(Paulo Sartoran)
Uma das minhas glórias é caminhar sob o sol da manhãzinha, que é leve e comovente como a rolinha que levanta vôo com a minha passagem. Até a última batida do meu coração, diz o refrão que os fones trazem aos meus ouvidos; e penso na brevidade da vida, em seus pássaros que fogem assustados e suas folhagens que se espalham quando os carros passam ágeis. Advém-me a beleza da letra e a delicadeza com que ela me toca; e me comovem os primeiros acordes, instrumentais como a engenhosa máquina divina, mágicos como a sombra da copa que me refresca quando eu passo.
Até a última batida do meu coração levarei minhas palavras como paixão, que se rebentam enquanto eu mal empunho canetas ou papeis. Preciso que minha agenda me conceda um instante e que todas as miríades de urgências abram caminho para algo tão mais necessário. E num repente me vem o quanto atrasado eu estou com os fãs da psicanálise e a minha promessa de ser regular.
Ocorre-me o quanto somos inventivos, construindo castelos barrocos de cada compromisso, exigindo de nós mesmos rigores e perfeições, assim como exijo de mim minha melhor expressão de encanto, mesmo que sejam literárias.
Ocorre-me como somos exagerados, presumindo tamanho gasto de energia para gestos que poderiam se suceder tão singelamente como agora, em que as ideias me fogem tão céleres das pontas dos dedos como a rolinha que fugiu de mim sem conhecer meu amor pela natureza. Ocorre-me que deixamos tantas boas ideias por excesso de suposições e que a vida está mesmo nas coisas simples, nas palavras que brotam primeiro, sem edições, nem adornos ou penduricalhos, que mais atrapalham do que explicam.
Penso como são mágicas as idéias, parindo às pressas a expressão de um momento, olhos vermelhos ou não. E finjo para a senhora que vem na mesma calçada que não estou comovido; noto que ela não me nota, talvez com tijolos e cimento e pás de pedreira, subindo os mesmos castelos que subimos quando apressados, controladores e ansiosos. Lá na frente nos damos conta de que os nossos tijolos nos aprisionaram do mundo lá fora, onde estão as luzes que dão vida à nossa vida.
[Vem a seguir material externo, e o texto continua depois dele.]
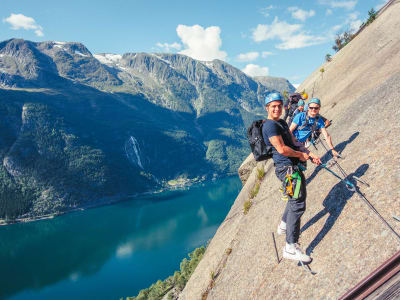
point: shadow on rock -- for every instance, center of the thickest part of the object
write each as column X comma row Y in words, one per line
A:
column 333, row 205
column 327, row 156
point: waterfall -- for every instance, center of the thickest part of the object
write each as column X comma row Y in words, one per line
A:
column 132, row 151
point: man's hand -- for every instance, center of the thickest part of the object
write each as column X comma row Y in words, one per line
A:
column 315, row 159
column 335, row 154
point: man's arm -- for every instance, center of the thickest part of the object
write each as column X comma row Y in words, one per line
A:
column 277, row 142
column 329, row 141
column 293, row 126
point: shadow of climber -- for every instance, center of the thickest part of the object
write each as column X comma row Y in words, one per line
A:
column 333, row 205
column 327, row 156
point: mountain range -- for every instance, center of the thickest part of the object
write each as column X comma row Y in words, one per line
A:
column 79, row 129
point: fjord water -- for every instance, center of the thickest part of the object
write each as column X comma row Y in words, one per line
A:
column 112, row 251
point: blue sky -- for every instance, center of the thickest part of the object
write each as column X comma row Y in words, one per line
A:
column 285, row 38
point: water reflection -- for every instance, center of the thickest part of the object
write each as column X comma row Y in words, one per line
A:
column 111, row 246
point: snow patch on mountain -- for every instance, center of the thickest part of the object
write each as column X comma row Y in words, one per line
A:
column 108, row 58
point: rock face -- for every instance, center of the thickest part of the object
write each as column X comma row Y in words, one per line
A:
column 359, row 91
column 78, row 129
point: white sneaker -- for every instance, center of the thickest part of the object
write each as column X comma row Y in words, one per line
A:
column 281, row 228
column 293, row 251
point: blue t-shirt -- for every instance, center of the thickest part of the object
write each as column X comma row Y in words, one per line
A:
column 303, row 134
column 273, row 128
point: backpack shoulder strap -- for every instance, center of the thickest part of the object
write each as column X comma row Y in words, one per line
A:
column 304, row 124
column 314, row 127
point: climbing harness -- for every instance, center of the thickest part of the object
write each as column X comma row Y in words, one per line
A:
column 290, row 176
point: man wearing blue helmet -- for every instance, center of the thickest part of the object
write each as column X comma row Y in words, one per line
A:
column 306, row 124
column 286, row 156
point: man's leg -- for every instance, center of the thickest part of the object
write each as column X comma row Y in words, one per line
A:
column 295, row 209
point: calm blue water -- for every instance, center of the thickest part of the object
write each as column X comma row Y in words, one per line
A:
column 112, row 251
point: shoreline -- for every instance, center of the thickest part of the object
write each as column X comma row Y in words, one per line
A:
column 179, row 185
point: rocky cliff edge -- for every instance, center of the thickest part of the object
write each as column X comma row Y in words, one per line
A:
column 360, row 92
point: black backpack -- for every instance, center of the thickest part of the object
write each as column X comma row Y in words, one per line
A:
column 254, row 135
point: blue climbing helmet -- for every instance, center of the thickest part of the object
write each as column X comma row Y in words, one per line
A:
column 315, row 100
column 273, row 97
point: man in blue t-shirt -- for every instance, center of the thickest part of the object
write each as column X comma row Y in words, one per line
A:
column 303, row 125
column 287, row 154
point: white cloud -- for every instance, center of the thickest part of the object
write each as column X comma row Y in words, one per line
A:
column 264, row 54
column 349, row 5
column 265, row 10
column 291, row 35
column 124, row 250
column 169, row 47
column 255, row 70
column 277, row 29
column 18, row 21
column 380, row 5
column 301, row 40
column 299, row 14
column 201, row 43
column 249, row 56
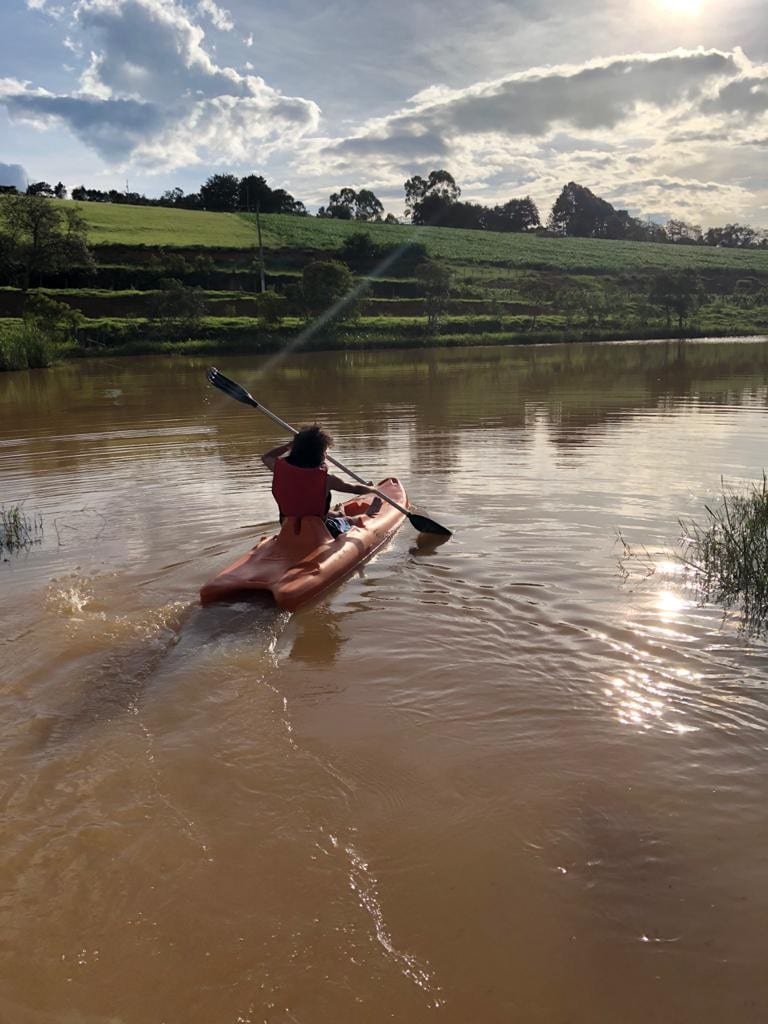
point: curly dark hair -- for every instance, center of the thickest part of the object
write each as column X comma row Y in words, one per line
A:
column 309, row 446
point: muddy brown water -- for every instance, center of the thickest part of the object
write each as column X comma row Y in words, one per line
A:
column 499, row 779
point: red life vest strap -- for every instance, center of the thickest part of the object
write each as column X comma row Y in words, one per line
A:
column 298, row 491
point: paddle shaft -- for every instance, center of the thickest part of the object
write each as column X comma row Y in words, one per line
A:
column 339, row 465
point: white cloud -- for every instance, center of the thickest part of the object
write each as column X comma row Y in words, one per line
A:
column 13, row 174
column 151, row 93
column 220, row 18
column 639, row 129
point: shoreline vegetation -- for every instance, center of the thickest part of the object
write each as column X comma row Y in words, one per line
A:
column 155, row 280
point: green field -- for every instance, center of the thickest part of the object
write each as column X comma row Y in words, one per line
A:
column 156, row 225
column 504, row 288
column 169, row 228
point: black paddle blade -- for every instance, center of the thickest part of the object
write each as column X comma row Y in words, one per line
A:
column 425, row 525
column 229, row 387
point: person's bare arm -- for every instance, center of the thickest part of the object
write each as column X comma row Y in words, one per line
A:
column 269, row 458
column 336, row 483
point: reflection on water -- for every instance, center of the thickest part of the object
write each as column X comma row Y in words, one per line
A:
column 496, row 778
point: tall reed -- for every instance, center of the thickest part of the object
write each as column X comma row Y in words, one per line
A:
column 24, row 346
column 729, row 553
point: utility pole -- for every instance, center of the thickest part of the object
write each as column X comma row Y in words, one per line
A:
column 261, row 248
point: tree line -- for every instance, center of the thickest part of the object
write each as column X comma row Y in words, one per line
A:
column 435, row 201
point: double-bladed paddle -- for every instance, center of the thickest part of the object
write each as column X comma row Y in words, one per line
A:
column 237, row 391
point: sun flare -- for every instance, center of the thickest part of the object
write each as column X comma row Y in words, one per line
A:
column 681, row 8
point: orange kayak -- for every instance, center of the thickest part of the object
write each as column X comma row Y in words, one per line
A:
column 303, row 560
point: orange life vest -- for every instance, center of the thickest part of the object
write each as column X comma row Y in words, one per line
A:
column 298, row 491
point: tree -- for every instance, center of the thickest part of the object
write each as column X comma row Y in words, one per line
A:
column 350, row 205
column 254, row 194
column 39, row 237
column 514, row 215
column 270, row 305
column 220, row 193
column 327, row 286
column 435, row 282
column 340, row 205
column 40, row 188
column 732, row 237
column 681, row 233
column 368, row 207
column 428, row 199
column 579, row 213
column 178, row 309
column 677, row 292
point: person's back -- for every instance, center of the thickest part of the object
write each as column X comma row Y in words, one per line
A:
column 301, row 483
column 300, row 491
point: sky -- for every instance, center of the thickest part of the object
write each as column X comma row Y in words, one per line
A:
column 659, row 107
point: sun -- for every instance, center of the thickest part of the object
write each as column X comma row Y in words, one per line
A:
column 681, row 8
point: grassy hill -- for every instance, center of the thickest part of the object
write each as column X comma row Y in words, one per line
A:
column 505, row 288
column 157, row 226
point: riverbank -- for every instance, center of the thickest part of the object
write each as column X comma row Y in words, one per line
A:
column 46, row 353
column 168, row 281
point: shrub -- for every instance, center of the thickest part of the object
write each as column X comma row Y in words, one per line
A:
column 26, row 347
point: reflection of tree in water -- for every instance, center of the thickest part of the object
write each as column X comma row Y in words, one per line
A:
column 317, row 636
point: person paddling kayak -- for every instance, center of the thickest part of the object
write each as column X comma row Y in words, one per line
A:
column 301, row 482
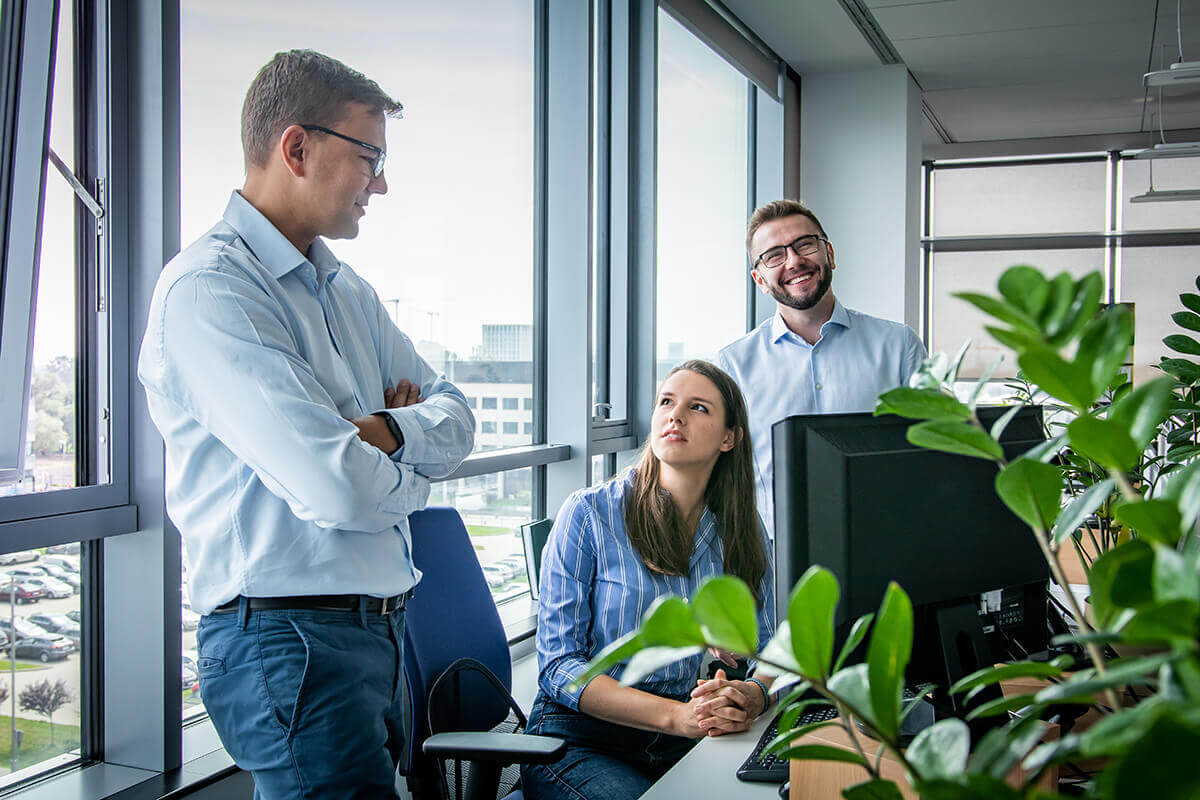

Ocorre-me que minha irregularidade seja também oportuna, como oportunas são as músicas aclamarem suas mensagens certas nas horas certas, e estou certo de que encontrarão essas minhas certas palavras apenas as certas pessoas. E prometo, no melhor exemplo de holismo, manter-me uma lembrança freqüente das belezas da vida, sob os raios leves do sol da manhãzinha, até a última batida do meu coração.